Per assecondare, invece, i flussi incostanti di lavoro e sopperire ai vincoli previsti dalle assunzioni, sono sempre le agenzie interinali i primi interlocutori delle imprese (47,1%), mentre il 10,6% sceglie prestatori d’opera occasionali. Una quota alta (34,1%), invece, preferisce non assumere. In Lombardia, secondo i dati Excelsior-Unioncamere ed elaborati da Senaf in occasione di Mecspe, nel quarto trimestre del 2015 si prevedono 28.810 assunzioni di dipendenti. Di queste, circa il 18%, pari a 5.290, riguardano l’industria, con contratti che saranno a tempo indeterminato per il 49% e determinato per il 41%. Le industrie della fabbricazione e manutenzione di macchinari e apparecchiature prevedono di assumere, in questi ultimi tre mesi dell’anno, 1.060 operatori (20% del totale industria).

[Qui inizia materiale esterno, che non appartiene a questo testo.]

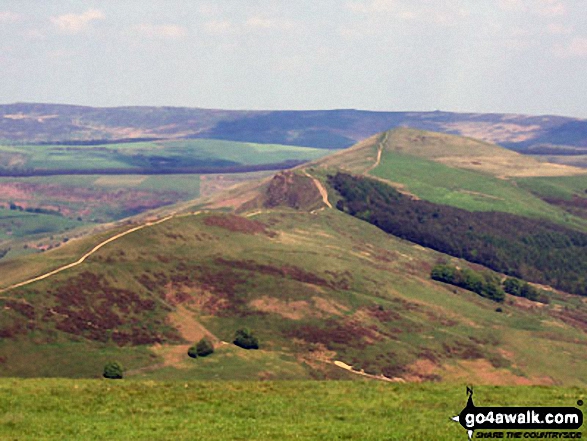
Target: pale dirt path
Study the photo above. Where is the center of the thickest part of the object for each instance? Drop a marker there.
(346, 367)
(93, 250)
(321, 189)
(176, 355)
(379, 152)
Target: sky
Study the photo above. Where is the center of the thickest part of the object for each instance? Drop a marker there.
(503, 56)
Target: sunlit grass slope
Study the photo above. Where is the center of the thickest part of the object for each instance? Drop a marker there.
(98, 410)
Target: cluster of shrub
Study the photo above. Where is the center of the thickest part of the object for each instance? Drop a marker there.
(483, 283)
(243, 338)
(486, 284)
(529, 249)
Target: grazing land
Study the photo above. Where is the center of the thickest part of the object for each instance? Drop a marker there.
(145, 410)
(182, 156)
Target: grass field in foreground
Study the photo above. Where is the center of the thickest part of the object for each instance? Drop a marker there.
(133, 410)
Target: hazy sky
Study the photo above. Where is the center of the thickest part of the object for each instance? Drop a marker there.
(518, 56)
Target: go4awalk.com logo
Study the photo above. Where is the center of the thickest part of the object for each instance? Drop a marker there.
(520, 422)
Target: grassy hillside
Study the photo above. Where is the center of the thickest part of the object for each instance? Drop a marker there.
(328, 295)
(96, 410)
(460, 172)
(329, 129)
(316, 288)
(148, 156)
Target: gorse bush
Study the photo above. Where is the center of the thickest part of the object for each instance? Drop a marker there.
(245, 339)
(204, 347)
(485, 284)
(201, 349)
(113, 370)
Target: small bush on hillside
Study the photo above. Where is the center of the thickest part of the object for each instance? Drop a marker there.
(193, 352)
(201, 349)
(204, 347)
(113, 371)
(245, 339)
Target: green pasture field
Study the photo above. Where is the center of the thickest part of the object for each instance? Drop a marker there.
(57, 409)
(380, 272)
(466, 189)
(561, 187)
(197, 152)
(19, 224)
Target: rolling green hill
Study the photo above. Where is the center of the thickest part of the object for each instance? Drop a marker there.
(329, 295)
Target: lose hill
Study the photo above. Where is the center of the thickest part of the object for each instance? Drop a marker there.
(329, 265)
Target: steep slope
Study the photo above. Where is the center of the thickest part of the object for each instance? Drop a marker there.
(316, 288)
(328, 295)
(330, 129)
(456, 171)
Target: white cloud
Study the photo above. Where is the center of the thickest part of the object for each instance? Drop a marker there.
(446, 13)
(368, 7)
(550, 8)
(546, 8)
(168, 31)
(559, 29)
(74, 23)
(259, 22)
(577, 47)
(9, 17)
(218, 27)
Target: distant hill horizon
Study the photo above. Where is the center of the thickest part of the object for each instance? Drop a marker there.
(41, 123)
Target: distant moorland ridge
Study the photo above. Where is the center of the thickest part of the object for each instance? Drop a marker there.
(331, 129)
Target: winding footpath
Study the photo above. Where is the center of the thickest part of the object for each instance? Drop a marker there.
(320, 187)
(379, 152)
(92, 251)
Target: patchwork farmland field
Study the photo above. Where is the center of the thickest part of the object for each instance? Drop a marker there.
(188, 156)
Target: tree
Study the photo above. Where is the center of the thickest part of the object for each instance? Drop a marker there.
(245, 339)
(201, 349)
(113, 370)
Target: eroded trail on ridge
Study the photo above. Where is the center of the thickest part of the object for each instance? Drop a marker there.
(379, 152)
(320, 188)
(92, 251)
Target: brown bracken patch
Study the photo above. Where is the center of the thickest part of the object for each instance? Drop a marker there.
(238, 224)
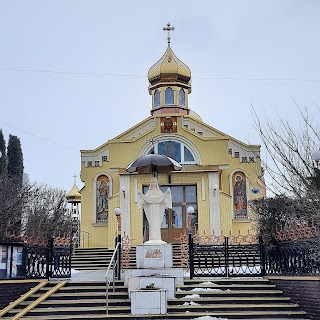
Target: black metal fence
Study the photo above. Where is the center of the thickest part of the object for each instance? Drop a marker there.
(23, 261)
(293, 258)
(255, 259)
(225, 259)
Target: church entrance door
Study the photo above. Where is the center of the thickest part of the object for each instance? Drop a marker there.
(175, 220)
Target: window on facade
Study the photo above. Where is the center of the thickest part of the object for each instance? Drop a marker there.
(240, 201)
(169, 96)
(102, 199)
(175, 150)
(156, 98)
(182, 98)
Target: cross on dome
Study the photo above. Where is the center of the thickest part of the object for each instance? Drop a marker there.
(168, 28)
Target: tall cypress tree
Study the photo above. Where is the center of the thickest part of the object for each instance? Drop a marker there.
(15, 159)
(3, 157)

Le industrie della lavorazione dei metalli e dei prodotti in metallo 810 (15%). Poi le industrie tessili, dell’abbigliamento, del cuoio e delle calzature 610 (12%). Le industrie elettriche ed elettroniche 510 (10%). Le industrie del legno e del mobile 140 (3%). Le “altre industrie” 2.160 (41%). I profili più ricercati sono quelli di operai specializzati (49%) e di dirigenti e professionisti specializzati e tecnici. Il 66% richiede in generale esperienza specifica e sul fronte dell’istruzione l’83% gradisce titolo di studio, con particolare preferenza per il diploma (45%). Se per il 42% non ci sono particolari preferenze per quanto riguarda il sesso del candidato, il 50% vorrebbe un profilo maschile.